Selon Yann Castanier, l’objectivité dans le photojournalisme n’existe pas : « Cadrer comme ceci plutôt que comme cela, c’est déjà faire un choix. » Il préfère donc parler plutôt d’honnêteté dans le travail afin de maintenir un certain pacte de confiance avec le lecteur. Sa vision est celle de quelqu’un qui doit raconter le monde et permettre aux lecteurs de se positionner. Il s’attache à lire la presse de différents horizons éditoriaux afin de garder une bonne ouverture d’esprit.

Pour autant, Yann Castanier considère que son rôle n’est pas de prendre parti : « la différence entre un militant et un journaliste, c’est qu’un militant prend une part active dans la vie du mouvement, dans sa communication et dans son action tandis que le journaliste aura toujours un esprit critique, quel que soit le parti concerné. »

Le site Internet de Yann Castanier

Selon lui, si les journalistes sont pris pour cible, c’est parce que les gens estiment qu’ils appartiennent à une élite financière ou économique. Pourtant, le photographe est pigiste ;  lorsqu’il prend un mois de vacances, il ne travaille pas. Il nous donne l’exemple de son CA mensuel qui s’élève alors à 150 € (exemple pris sur l’année 2018). Son meilleur mois, la même année, est de 4500 € mais cela lui sert finalement à compenser les mois durant lesquels il travaille moins.

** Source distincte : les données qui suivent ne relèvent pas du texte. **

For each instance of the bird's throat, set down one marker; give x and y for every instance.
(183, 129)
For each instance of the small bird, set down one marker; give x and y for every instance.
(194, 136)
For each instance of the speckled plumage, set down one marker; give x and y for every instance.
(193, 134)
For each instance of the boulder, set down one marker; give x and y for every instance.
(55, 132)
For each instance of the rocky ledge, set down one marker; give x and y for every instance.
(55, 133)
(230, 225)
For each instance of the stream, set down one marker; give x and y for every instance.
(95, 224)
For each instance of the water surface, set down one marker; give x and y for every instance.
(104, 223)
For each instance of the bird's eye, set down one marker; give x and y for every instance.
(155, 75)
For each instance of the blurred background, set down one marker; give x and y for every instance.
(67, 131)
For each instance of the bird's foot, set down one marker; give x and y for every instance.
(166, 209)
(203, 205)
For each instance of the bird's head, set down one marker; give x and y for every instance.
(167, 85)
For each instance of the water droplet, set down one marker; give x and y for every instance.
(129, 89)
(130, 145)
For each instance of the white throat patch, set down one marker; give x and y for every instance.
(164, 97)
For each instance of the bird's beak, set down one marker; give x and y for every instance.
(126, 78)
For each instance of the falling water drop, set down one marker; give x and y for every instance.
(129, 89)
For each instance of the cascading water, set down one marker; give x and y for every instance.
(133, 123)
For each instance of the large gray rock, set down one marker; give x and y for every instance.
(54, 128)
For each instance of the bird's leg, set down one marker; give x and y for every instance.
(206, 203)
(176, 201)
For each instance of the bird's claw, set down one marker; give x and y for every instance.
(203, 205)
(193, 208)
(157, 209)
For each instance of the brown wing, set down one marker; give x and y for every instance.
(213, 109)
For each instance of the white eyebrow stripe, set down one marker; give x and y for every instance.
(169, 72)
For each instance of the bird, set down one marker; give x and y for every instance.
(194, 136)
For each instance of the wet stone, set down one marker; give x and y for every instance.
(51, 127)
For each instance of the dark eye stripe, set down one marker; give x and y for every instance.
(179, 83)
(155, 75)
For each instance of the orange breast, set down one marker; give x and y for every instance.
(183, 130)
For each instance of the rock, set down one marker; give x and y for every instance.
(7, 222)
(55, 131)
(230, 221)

Trouver l’équilibre entre différentes activités

Yann Castanier nous détaille ses trois statuts. Il est salarié pour la presse. Il est affilié à l’AGESSA pour son travail d’auteur et il est auto-entrepreneur pour tout ce qui est prestation aux particuliers (photo de mariage notamment), prestations corpo (entreprises et ONG)  et pour son activité de formateur. Faute de carte de presse, sa couverture principale était l’AGESSA en 2018. En effet, le faible seuil (3000 euros bruts) permet une meilleure prise en charge en cas d’imprévu ou d’accident, en comparaison avec le statut de pigiste, où le seuil est de 20 000 euros bruts. 

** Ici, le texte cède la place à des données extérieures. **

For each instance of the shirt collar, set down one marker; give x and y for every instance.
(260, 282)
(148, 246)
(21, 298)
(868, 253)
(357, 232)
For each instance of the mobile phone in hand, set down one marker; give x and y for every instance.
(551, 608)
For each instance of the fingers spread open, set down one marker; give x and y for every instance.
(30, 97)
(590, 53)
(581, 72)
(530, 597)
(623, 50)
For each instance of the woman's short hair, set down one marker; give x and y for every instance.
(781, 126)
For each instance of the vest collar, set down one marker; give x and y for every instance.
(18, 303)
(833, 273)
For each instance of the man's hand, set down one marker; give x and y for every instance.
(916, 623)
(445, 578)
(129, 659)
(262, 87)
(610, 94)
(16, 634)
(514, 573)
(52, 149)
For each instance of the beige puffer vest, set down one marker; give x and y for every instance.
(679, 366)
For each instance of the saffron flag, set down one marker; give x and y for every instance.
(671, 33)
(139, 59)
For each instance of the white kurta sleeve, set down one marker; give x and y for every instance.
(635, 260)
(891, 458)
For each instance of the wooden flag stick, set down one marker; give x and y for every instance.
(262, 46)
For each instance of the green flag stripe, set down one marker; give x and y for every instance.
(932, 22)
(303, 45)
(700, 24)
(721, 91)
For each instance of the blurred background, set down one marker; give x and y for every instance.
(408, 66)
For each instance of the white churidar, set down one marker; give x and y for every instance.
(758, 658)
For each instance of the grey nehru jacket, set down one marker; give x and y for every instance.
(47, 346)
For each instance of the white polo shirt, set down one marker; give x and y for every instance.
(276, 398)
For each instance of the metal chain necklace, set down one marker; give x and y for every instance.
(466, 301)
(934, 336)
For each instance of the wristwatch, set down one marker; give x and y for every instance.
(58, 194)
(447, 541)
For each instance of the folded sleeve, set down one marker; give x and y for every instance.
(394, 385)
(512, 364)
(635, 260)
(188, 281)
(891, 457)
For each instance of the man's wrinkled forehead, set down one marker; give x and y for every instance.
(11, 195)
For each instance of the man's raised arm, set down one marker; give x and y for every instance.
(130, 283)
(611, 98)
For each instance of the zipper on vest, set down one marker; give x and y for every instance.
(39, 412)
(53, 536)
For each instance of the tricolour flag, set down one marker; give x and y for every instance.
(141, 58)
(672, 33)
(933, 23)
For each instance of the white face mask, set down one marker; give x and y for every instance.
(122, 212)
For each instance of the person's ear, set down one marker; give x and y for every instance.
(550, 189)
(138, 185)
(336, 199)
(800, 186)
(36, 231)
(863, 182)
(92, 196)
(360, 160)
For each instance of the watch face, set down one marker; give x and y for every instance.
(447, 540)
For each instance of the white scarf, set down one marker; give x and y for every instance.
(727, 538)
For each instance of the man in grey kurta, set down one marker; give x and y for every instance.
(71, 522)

Concernant ses reportages, Yann Castanier nous confie qu’il travaille souvent avec les mêmes rédacteurs, notamment Tristan Berteloot, spécialiste du RN chez Libération et Robin d’Angelo avec lequel il a proposé certains sujets pour différents titres de presse : Libération, Society, etc…

L’important est de garder à l’esprit les « 5 W » du journalisme, de présenter le sujet en pyramide également. Il est nécessaire d’apprendre ces bases, parfois en suivant des formations courtes, même si les écoles proposent de la pratique et du réseau. En revanche, en passant par les écoles, il faut garder un esprit critique pour éviter de se laisser trop influencer.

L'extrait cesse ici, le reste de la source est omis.